October has barely begun but a total of 24 cases of dengue, a mosquito-transmitted disease, have been reported. The government conducted misting operations of chemicals last Sunday morning, October 4, 2015 in 49 barangays in the city to kill larvae before they become fully developed mosquitos. Their larvae, according to Cebu City Health Department (CHD) chief Dr. Daisy Villa in an interview with Sun.Star, that the effect of the chemicals on stagnant water called larvicide will last up to 4 months. The chemicals were donated by the Rotary Club 3860.
It’s A Short-Term Solution. What’s the Long Term?
“Manlimpyo lang gyud. Dapat ma-sustain sa barangays and communities ang cleanliness sa areas para dili mapunduhan og lamok (Really just cleaning. We should maintain the cleanliness of our barangays and communities so mosquitoes won’t breed.),” Dr. Villa answered. P5-million worth of larvicide has already been used up and Department of Health (DOH) 7 is requesting for another P10-million worth to really curb the rise in dengue cases. DOH 7 dengue program coordinator Michelle Acosta said they have some supplies left but should an outbreak occur, they won’t be enough and it’s best to be prepared.
Dengue fever, otherwise known as breakbone fever, is caused when a person contracts viruses through a mosquito bite.
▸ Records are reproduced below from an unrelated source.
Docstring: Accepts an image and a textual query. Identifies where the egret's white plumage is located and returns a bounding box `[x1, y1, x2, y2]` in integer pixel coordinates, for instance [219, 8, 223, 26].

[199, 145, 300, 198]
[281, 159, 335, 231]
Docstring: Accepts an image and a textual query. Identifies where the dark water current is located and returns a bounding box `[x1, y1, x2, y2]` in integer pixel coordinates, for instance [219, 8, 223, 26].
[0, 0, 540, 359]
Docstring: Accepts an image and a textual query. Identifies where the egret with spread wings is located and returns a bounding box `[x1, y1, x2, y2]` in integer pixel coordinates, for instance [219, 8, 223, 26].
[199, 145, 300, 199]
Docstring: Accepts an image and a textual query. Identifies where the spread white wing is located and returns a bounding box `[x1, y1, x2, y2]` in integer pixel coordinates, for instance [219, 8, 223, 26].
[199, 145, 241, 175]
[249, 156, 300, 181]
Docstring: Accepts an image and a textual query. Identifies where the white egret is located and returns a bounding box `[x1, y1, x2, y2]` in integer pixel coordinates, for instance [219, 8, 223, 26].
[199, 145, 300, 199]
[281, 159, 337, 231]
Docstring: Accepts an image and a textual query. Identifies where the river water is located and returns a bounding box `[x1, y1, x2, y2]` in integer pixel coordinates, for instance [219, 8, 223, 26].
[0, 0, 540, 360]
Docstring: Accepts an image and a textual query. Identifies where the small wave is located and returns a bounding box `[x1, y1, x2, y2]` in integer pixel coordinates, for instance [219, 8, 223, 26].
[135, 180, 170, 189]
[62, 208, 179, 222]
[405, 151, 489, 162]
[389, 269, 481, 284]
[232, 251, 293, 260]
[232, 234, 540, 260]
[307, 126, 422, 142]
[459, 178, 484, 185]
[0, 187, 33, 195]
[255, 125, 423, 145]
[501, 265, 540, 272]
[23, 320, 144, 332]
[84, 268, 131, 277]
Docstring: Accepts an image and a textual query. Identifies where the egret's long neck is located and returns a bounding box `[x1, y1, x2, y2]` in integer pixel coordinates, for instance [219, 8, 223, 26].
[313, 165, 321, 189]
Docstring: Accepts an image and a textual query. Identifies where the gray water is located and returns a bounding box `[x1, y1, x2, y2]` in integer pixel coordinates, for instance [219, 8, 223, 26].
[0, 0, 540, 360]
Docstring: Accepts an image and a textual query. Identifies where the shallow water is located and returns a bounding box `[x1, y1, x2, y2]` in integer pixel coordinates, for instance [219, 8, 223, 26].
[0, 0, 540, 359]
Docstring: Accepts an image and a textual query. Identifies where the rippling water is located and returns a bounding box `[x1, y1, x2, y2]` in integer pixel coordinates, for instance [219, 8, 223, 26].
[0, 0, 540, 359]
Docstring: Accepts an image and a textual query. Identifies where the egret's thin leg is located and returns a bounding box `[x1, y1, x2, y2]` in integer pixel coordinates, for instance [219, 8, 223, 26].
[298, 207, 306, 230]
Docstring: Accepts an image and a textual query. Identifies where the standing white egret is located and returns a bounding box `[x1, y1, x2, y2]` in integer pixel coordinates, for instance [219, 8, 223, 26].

Severity of Dengue in Cebu
Since January 2015, there have been a total of 868 reported cases. 11 lives have been lost. Now dengue victims have been rapidly increasing in number. Between, September 28-October 1 of this year, 18 cases in Daanbantayan alone were reported. From October 1-5, there were 24 cases.
In the fight against dengue, millions of pesos that could go into better projects have been spent for a short term solution and more is needed. Lives who were members of families with futures of numerous possibilities were lost to a disease that could’ve been so easily avoided by keeping Cebu clean. When we don’t get what we want like a cleaner environment, we should ask ourselves, “How badly do we want it?” If you want it enough, you’d think twice about where you throw that plastic bag.